Spurred by the Bolshevik uprising and the previous era of autocratic rule, Russia's avant-garde artists believed creativity was a tool to improve people's lives. (Popular slogans like "Art into Life" and "Art into Technology" epitomized this way of thinking.) These artists disrupted all rules to create a new graphic order that took center stage in the posters.
To mark the centennial of Russia's October revolution, collector Susan Pack published a book of rare avant-garde Russian film posters, which she began gathering in the 1970s.
"Film Posters of the Russian Avant-Garde" assembles the best of Pack's hoard, a connoisseur's dream that includes 250 posters by 27 artists from the pre-Stalin Soviet Union -- before Stalin decreed Socialist Realism was the only authorized art form was

Revolutionary art

Many of the designers who jumped on the poster bandwagon came from more traditional artistic backgrounds. The Stenberg Brothers, for example, started as Constructivist sculptors and set designers, and the prolific artist Alexander Rodchenko worked in photography, architecture and industrial design.

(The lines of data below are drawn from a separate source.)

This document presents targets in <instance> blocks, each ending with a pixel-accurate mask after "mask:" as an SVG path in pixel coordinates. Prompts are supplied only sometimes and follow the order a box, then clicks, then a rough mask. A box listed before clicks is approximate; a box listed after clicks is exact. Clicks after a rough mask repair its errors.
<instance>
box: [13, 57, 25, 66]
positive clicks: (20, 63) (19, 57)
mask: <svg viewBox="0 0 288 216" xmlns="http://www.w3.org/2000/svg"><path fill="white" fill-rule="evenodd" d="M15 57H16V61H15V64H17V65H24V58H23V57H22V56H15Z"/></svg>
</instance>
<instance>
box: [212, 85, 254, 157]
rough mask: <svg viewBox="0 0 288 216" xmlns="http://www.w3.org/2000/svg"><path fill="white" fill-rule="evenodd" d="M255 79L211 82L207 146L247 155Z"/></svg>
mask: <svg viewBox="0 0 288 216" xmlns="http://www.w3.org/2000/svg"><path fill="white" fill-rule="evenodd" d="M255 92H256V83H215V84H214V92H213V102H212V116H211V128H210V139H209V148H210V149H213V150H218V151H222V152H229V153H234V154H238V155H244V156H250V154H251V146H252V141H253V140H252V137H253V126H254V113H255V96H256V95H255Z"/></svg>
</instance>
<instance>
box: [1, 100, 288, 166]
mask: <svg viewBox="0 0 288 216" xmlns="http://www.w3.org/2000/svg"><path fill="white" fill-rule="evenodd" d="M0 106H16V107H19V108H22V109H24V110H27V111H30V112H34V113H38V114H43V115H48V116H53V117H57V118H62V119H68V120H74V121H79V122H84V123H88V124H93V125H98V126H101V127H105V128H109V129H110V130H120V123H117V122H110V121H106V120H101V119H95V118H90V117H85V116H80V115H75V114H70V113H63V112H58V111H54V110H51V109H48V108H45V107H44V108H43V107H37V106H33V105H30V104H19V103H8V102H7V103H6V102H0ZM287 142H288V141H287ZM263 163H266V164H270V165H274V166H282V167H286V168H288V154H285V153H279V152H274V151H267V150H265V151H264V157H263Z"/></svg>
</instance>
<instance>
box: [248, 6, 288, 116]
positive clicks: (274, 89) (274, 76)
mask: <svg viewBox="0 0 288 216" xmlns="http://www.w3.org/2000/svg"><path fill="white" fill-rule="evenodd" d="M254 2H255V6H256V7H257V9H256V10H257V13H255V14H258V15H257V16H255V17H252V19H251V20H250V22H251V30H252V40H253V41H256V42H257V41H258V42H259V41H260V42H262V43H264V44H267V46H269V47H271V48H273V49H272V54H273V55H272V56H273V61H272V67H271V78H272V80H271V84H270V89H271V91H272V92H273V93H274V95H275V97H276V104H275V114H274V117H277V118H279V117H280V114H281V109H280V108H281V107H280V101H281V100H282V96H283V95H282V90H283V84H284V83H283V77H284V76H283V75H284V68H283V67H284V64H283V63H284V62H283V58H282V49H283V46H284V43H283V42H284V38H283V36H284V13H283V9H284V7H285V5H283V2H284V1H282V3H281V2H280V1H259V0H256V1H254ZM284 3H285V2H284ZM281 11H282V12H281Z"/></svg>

"They montaged disparate elements, such as adding photography to lithography, and juxtaposed the action from one scene with a character from another," Pack writes. "They colored human faces with vivid colors, elongated and distorted body shapes, gave animal bodies to humans and turned film credits into an integral part of the design."
As filmmaking established itself as an art form, so to did these posters and their designers, who often hadn't even seen the films they were advertising and worked from press kits sent from Hollywood.
Their rare works, which were only meant to be seen for a few weeks, are now grouped in a book that will keep them away from oblivion.
"Film Posters of the Russian Avant-Garde" by Susan Pack is published by Taschen and is available now.